What’s that you say? Not enough money? Money is fiction , but just take it from the parasitic elites who are a drain on the economy by not producing anything of value…
For the last four years, scores of mainstream financial experts are expounding on the merits of dropping “helicopter money” to augment the people’s purchasing power and reignite the collapsing debt-based economy.
However, the Federal Reserve, in all its wisdom, responded only with Quantitative Easing that directly bails out the vulture lenders/bankers which are now silently skimming on your hard earned deposits in the process known as bail-ins.
In deep contrast, the governments of the more progressive side of the Atlantic are instead contemplating on a more radical idea unlike the blatant robbery that their counterparts in the United States are doing.
The Europeans are now entertaining the idea of a fixed basic income on top of the usual pay from existing jobs, regular or contractual. Obviously, this is similar to the first proposal, i.e. helicopter money, but with prequalification and not universal. The priority should be those from the lower end of the income brackets.
Finland is planning to shell out $876 per month per adult to replace existing benefits. The existing monthly social security stipend for them is socially degrading. But the ultimate rationale is for the Finnish government to reduce the unemployment which is currently at 15-year high.

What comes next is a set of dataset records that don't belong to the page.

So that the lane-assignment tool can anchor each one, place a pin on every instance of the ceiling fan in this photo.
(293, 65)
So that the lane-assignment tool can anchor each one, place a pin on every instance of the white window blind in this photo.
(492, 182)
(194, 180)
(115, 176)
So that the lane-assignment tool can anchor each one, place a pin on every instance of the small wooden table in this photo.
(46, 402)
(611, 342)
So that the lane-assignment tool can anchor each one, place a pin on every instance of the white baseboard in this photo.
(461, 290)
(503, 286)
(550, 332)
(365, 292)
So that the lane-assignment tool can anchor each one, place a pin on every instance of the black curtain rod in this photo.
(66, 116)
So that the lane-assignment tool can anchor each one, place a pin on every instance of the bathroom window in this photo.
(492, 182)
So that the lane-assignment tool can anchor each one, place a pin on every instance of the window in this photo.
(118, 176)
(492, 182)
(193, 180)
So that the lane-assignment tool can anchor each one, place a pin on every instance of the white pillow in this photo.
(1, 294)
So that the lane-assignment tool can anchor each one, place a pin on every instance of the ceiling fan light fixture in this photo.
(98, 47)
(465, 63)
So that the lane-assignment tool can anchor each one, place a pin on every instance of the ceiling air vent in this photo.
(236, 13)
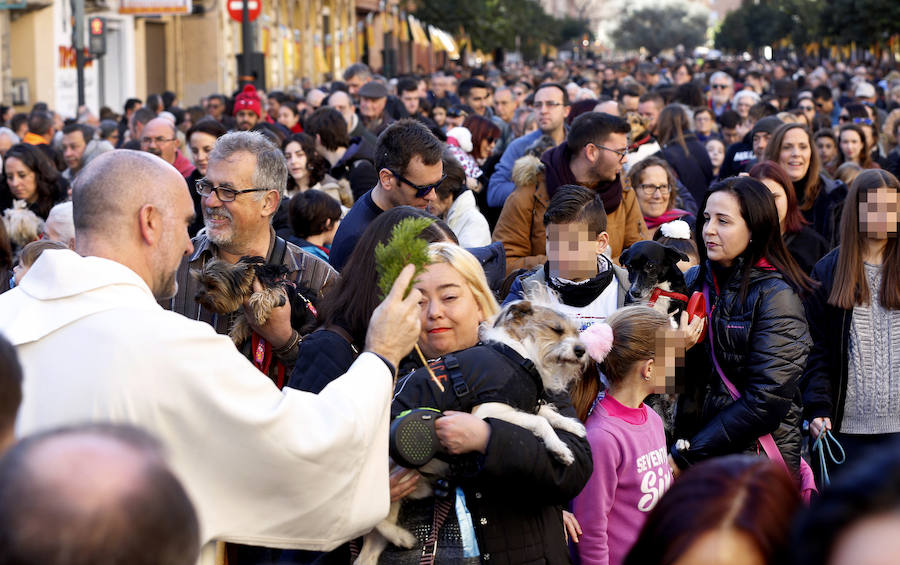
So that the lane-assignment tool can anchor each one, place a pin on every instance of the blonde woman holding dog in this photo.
(628, 441)
(506, 508)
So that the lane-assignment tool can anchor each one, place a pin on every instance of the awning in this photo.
(443, 41)
(418, 33)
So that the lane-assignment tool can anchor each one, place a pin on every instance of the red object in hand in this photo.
(697, 307)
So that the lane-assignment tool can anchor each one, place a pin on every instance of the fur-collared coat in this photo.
(521, 223)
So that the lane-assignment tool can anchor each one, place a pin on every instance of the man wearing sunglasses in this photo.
(591, 156)
(408, 163)
(721, 89)
(244, 183)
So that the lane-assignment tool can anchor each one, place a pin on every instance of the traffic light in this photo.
(97, 34)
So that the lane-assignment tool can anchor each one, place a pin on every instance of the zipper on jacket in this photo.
(844, 370)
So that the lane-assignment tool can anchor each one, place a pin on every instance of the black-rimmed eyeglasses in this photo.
(421, 190)
(225, 194)
(621, 154)
(650, 189)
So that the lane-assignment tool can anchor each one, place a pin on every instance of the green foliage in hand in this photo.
(405, 247)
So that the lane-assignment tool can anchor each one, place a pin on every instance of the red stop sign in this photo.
(235, 8)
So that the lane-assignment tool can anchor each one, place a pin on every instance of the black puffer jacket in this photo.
(761, 343)
(516, 490)
(825, 380)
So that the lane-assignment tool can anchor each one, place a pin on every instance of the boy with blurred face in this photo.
(586, 286)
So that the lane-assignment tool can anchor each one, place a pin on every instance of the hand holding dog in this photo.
(461, 432)
(693, 331)
(395, 324)
(277, 330)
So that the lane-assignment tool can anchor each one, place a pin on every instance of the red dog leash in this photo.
(657, 292)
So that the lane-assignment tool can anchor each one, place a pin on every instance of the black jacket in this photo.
(761, 343)
(357, 167)
(694, 169)
(516, 490)
(824, 382)
(825, 215)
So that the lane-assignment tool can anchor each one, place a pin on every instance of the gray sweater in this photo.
(873, 380)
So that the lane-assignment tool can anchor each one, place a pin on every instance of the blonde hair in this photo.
(471, 271)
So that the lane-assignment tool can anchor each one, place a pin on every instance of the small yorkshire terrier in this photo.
(22, 225)
(225, 286)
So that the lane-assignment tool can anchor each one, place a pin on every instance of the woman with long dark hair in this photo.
(724, 508)
(854, 147)
(30, 176)
(852, 379)
(805, 245)
(684, 153)
(759, 335)
(820, 198)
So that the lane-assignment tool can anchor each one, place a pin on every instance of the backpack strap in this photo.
(460, 388)
(278, 251)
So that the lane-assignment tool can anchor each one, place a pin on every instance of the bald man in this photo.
(94, 494)
(263, 467)
(160, 138)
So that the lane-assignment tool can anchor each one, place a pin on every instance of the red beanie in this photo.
(248, 100)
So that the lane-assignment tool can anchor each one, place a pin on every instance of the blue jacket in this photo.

The bureaucrats believe that once the unemployed are receiving their guaranteed monthly income, they will be encouraged to take on more low-paying jobs. In other words, the State will be subsidizing both the currently unemployed and the small business enterprises.
A pilot test would be implemented in one Finnish town next year.

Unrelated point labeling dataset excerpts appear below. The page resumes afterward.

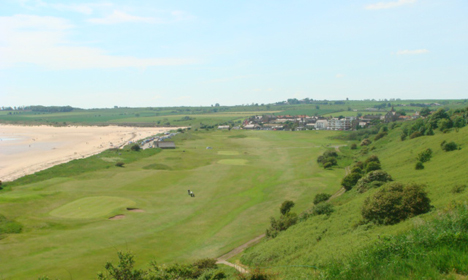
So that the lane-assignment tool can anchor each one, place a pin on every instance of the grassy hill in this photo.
(64, 211)
(309, 248)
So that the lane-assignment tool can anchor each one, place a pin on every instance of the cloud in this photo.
(27, 39)
(119, 17)
(405, 52)
(84, 8)
(388, 5)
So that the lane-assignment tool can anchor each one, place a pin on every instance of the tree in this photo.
(320, 197)
(350, 180)
(372, 166)
(286, 207)
(135, 148)
(394, 203)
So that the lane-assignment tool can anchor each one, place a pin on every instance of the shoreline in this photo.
(36, 148)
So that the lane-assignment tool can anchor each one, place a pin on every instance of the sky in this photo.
(100, 54)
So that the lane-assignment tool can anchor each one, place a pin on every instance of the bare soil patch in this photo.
(117, 217)
(136, 210)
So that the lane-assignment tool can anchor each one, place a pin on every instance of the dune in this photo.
(25, 150)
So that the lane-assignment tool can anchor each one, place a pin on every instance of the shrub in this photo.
(415, 134)
(366, 142)
(320, 197)
(8, 226)
(350, 180)
(281, 224)
(286, 220)
(286, 207)
(356, 169)
(372, 166)
(380, 135)
(458, 188)
(419, 165)
(373, 179)
(425, 155)
(450, 146)
(394, 203)
(372, 158)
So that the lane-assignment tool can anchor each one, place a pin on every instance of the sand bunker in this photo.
(91, 207)
(233, 161)
(135, 210)
(228, 153)
(117, 217)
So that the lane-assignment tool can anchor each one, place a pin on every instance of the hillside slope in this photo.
(299, 252)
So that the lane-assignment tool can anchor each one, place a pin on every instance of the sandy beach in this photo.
(25, 150)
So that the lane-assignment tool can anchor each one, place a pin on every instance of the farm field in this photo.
(238, 185)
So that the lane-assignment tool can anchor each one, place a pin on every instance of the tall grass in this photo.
(431, 250)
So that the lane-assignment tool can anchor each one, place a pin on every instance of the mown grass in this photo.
(232, 203)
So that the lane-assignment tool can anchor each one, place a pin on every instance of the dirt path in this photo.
(342, 190)
(223, 259)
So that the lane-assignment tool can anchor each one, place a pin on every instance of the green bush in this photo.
(458, 188)
(320, 197)
(425, 155)
(394, 203)
(380, 135)
(419, 165)
(372, 166)
(350, 180)
(450, 146)
(8, 226)
(366, 142)
(286, 207)
(415, 134)
(373, 179)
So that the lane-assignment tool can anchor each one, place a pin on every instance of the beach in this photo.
(25, 150)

Switzerland will also be holding a referendum on this matter soon and many of the Dutch cities will be introducing basic income next year.
Before we begin shooting down this plan, we must understand that this scheme does have a good precedent, so they said.
“Previous experiments have shown that universal basic income can have a positive effect. Everyone in the Canadian town of Dauphin was given a stipend from 1974 to 1979, and though there was a drop in working hours, this was mainly because men spent more time in school and women took longer maternity leaves. Meanwhile, when thousands of unemployed people in Uganda were given unsupervised grants of twice their monthly income, working hours increased by 17% and earnings increased by 38%.”
One notable problem they are pointing out, however, is the cost of the actual distribution to as many as 4.9 million adults in Finland. This is not to mention that,
“Another serious consideration is that some people may be worse off under the plan. As a proposal hasn’t been published yet, it’s not yet known exactly who might lose out. But those who currently receive housing support or disability benefits could conceivably end up with less under national basic income, since the plan calls for scrapping existing benefits. And as national basic income would only give a monthly allowance to adults, a single mother of three could struggle to support herself compared to, for example, a neighbor with the same government support but no children and a part-time job.
Finally, this raises the question of whether it’s really fair to give a relatively better off individual the same amount of welfare as someone who’s truly struggling. Finland’s constitution insists that all citizens must be equal, though, of course, equality can be interpreted in many different ways. So far, there’s no definitive answer as to whether national basic income will create a more or less equal society.”
So, why have we these needless complications?
Is there really an absolute need for printing and distributing money so that we can all have access to our basic needs?
Remember, we are not the only living beings on this planet. But it is only the human species that are printing paper money and yet perennially struggling for survival.
We consider that as advanced thinking.
This is our fundamental difference from the people leading this damned forsaken planet, i.e. those same people who still have the gall to call themselves the Illuminati, or The Enlightened.
Certainly, these parasites didn’t start from the bottom just like we still are, or have played the game honestly and fairly.
We are still far from the transition phase described in the Venus Project. In fact, it’s very obvious that this “national basic income” program still falls within the parameters of the United Nations’ Agenda 2030.
We need to work even harder for the obsolete mindset to completely go away.